Sanzu continues this concept of extremely heavy, groovy guitars paired with pummeling, tight drums and raspy mid- to high-range screams, that actually remind me of vocals as we heard them on Indian’s releases, bellowing over the massive musical battlefield that all this creates.
I really like how they used some of Gojira’s signature techniques like that very distinct guitar string sliding sound, atmospheric tapping, tremolo picking for slow- and mid-paced riffs, and fused them with their own very groovy brand of death metal with a lot of drive and power.
Those Who Sleep in the East, located in the mid-section of the album and my favorite track off of this record, probably showcases that mixture the best way while also getting as close to Gojira in some parts as no other band ever did.
However, I also feel like this track is the peak of this album, aside from the title track shortly after it, that manages to reach the same level of impact and quality in my eyes.
Tracks like Awaken and Colourblind as well as the general quality of songwriting seemingly dropping a bit, let the second half of the album leave a little bit to be desired for me.
Production-wise the band nails it across the board though, the guitars are heavy and thick, the drums carry lots of weight and the bass has presence and rounds off the rest of the music really well.

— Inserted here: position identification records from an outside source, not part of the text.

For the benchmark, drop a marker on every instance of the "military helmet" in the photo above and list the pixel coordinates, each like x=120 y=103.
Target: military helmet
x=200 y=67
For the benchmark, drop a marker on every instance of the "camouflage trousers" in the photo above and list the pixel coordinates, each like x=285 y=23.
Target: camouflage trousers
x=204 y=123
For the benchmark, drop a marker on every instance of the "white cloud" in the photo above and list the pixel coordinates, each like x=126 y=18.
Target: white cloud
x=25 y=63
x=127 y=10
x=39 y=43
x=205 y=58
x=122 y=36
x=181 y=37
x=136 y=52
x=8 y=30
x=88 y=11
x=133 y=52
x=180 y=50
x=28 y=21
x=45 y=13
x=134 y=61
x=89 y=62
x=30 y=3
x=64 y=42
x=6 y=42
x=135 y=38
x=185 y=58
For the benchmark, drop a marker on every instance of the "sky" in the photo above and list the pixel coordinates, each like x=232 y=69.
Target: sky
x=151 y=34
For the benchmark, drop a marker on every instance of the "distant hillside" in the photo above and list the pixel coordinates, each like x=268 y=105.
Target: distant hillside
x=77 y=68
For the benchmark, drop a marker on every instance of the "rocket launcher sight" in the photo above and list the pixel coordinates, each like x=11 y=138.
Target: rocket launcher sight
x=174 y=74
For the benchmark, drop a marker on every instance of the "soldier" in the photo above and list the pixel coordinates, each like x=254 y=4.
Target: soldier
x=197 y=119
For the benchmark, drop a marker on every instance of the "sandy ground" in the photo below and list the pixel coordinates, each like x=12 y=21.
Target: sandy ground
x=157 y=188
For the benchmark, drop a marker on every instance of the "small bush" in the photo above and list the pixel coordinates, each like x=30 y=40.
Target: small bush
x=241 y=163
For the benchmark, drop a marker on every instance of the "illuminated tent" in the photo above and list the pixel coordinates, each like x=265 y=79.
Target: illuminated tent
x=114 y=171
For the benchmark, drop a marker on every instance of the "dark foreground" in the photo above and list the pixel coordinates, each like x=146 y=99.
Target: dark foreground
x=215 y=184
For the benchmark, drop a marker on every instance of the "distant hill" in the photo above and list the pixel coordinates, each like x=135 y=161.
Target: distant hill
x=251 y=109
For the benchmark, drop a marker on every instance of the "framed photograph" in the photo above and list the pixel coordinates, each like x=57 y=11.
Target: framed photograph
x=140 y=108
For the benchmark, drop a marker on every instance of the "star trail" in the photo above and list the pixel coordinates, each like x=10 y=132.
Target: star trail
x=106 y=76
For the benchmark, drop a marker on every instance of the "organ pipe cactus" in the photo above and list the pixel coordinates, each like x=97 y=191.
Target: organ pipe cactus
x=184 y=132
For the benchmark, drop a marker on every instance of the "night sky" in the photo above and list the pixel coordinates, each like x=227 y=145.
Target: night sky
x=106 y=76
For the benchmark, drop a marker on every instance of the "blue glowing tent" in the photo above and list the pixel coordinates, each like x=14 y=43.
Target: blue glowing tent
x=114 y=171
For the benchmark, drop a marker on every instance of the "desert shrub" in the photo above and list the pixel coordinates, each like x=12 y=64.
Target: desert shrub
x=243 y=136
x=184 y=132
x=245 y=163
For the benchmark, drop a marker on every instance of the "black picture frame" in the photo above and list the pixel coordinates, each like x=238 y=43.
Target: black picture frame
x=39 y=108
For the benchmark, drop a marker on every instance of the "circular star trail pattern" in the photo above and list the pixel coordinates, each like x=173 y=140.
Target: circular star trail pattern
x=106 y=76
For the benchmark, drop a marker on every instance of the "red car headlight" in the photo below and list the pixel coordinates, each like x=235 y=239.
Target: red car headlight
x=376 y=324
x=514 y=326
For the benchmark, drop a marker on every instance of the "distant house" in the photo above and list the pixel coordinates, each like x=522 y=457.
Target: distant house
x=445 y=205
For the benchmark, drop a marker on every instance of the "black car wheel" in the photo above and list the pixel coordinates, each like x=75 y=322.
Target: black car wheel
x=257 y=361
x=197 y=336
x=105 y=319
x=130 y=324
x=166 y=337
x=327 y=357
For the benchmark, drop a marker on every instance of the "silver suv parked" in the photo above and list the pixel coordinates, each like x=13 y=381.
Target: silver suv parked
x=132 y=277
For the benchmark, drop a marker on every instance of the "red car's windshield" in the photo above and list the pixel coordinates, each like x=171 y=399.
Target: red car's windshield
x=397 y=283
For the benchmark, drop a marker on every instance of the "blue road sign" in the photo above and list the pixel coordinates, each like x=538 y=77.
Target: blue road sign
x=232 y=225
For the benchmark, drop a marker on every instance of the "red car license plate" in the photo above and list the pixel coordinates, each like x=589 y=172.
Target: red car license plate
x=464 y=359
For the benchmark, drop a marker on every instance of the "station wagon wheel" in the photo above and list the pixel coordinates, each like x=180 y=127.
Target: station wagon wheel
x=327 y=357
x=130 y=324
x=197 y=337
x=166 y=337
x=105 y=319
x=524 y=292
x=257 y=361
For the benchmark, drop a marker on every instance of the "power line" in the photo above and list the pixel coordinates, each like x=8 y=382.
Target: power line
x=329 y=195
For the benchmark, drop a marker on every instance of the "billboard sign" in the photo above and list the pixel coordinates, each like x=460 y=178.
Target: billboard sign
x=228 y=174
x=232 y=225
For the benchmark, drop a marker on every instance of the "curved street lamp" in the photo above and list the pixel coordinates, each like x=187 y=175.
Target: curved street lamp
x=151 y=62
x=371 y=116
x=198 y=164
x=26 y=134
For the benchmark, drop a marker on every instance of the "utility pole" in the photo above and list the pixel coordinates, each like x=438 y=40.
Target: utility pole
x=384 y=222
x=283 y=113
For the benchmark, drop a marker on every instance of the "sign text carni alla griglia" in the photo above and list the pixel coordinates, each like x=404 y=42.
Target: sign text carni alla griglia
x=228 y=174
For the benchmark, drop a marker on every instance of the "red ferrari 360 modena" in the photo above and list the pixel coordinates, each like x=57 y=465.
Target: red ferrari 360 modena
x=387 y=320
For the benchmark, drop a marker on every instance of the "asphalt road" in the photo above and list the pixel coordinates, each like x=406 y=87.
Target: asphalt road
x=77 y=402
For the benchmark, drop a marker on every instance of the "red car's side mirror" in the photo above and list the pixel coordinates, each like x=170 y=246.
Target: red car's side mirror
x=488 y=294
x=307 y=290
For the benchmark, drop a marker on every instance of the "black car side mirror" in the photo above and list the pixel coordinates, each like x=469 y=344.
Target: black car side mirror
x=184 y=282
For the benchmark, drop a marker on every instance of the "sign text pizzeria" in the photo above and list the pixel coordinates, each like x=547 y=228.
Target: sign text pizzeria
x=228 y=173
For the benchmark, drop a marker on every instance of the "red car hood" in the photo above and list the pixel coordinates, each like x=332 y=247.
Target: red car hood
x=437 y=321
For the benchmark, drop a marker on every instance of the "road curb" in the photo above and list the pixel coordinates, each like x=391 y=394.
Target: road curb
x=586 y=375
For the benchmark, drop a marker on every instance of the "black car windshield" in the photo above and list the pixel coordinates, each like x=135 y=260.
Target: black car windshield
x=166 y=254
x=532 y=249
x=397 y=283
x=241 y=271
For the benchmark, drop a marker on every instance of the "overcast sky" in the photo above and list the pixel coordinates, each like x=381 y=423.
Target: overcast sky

The vocals are characteristic and actually have a tiny bit of a raw, oldschool heavy metal crack to them whenever the vocalist projects a lot of his own voice into them all the while creating a strong contrast to the instruments without taking away from them, rather completing the music that way. Sanzu definitely did step up their game on this album and polished their sound a fair bit, leaving me excited to see where they will take it in the future. Heavy Over the Home is an overall consistent and strong record that drops off only slightly in its second half.